Kibera has also been cast as the home of flying toilets, due to poor sanitation. George, Rose and Nicholas concede that this was the case in the past – a time when human waste would be stacked in polythene bags and tossed into the night – but those days are long gone. George recalls those perilous nights, having once came face to face with the cargo – quite literally – in the dead of night. “There weren’t many toilets, which made every toilet a luxury in its own right. People feared Kibera. Things are different now, and we have plenty of toilets including those built by the government through the National Youth Service,” he said.
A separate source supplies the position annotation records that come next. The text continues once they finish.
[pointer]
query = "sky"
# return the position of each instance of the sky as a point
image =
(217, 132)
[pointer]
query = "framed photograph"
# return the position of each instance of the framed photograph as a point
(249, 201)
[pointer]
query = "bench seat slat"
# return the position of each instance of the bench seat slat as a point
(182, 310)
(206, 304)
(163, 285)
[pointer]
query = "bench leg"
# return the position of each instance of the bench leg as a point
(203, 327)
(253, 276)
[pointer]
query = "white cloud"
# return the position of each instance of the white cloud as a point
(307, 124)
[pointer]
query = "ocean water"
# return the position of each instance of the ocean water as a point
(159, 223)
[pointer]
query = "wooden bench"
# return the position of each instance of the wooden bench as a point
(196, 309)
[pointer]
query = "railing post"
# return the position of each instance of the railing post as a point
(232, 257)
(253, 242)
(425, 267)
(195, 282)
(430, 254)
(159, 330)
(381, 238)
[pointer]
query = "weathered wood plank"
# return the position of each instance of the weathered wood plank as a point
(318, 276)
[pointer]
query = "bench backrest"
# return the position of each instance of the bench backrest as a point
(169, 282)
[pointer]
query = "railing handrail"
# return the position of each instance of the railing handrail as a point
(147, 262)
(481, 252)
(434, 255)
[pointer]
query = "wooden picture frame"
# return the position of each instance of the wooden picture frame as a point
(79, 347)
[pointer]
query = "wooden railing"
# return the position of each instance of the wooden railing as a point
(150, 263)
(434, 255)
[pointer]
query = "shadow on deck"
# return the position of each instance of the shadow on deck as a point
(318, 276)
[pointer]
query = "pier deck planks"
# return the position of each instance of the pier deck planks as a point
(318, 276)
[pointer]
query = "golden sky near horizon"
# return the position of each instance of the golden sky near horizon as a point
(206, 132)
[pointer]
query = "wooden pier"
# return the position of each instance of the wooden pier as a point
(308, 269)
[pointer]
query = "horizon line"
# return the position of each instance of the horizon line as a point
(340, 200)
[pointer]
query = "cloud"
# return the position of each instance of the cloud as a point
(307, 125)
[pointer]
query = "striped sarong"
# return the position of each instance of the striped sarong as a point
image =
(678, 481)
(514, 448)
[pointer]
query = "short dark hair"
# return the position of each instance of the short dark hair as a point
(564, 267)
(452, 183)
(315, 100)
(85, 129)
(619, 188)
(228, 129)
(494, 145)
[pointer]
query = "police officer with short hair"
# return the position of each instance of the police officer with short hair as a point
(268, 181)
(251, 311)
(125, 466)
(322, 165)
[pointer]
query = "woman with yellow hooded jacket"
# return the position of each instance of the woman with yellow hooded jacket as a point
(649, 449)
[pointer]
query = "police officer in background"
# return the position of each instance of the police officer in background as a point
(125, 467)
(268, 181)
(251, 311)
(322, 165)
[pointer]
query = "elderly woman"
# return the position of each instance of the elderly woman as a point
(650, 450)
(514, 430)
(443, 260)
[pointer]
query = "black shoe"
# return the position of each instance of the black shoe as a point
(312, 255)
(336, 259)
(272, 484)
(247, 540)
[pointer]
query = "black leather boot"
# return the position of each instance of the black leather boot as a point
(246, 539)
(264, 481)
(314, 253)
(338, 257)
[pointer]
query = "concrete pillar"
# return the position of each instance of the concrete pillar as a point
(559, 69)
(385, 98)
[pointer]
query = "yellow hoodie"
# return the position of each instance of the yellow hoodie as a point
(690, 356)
Muggings and robberies were equally rife, but this has largely changed, said the three. But conspicuously missing in media reports about Kibera, has been the corresponding efforts to upscale the living standards of the residents as a way to stem the poverty and vices tainting the slum’s image.  “The Kibera of today is not the Kibera I lived in as a little girl,” Rose said. “We’ve seen numerous development projects with far reaching impacts, but these hardly command media attention. Toilets and sewer lines were constructed, and people were warned against putting up buildings without toilets. There are many, better roads now, and drainage has been improved in many areas. Many jobless youths have ventured abroad to work and others were employed by various government and NGO programs, and there are street lights all over. All this has seen muggings and general crime plummet. The debacle of Kibera’s dangerous alleys, filth and flying toilets is history, but nobody wants to highlight this growth,” she said.

The solution?

Rose said the solution lies in fostering a diligent media that goes behind the scenes, one that overcomes the stereotypes associated with the slums. The media must also invest in second-day journalism. “There must be journalists coming back the following day and asking the follow-up questions. There is need for investigative journalism to establish the facts. For example, journalists must follow the casualties in hospital to determine who exactly these people are and where they come from.”

George further prescribes local media outlets preferably run by Kibera residents and citizen journalism as two ways to help panel-beat the dented image of the slum in the news. There has been too much parachute journalism, he said. Though there have been a few homegrown media startups, George feels they are still fledgling attempts that haven’t had much impact, despite showing promise.

Nicholas suggested that the media also needs to detach itself from the narratives spun or staged by the political class and seek its own independent coverage devoid of nuances depicting the region negatively. The media is simply not doing enough, and this hurts the image of Kenya’s largest slum.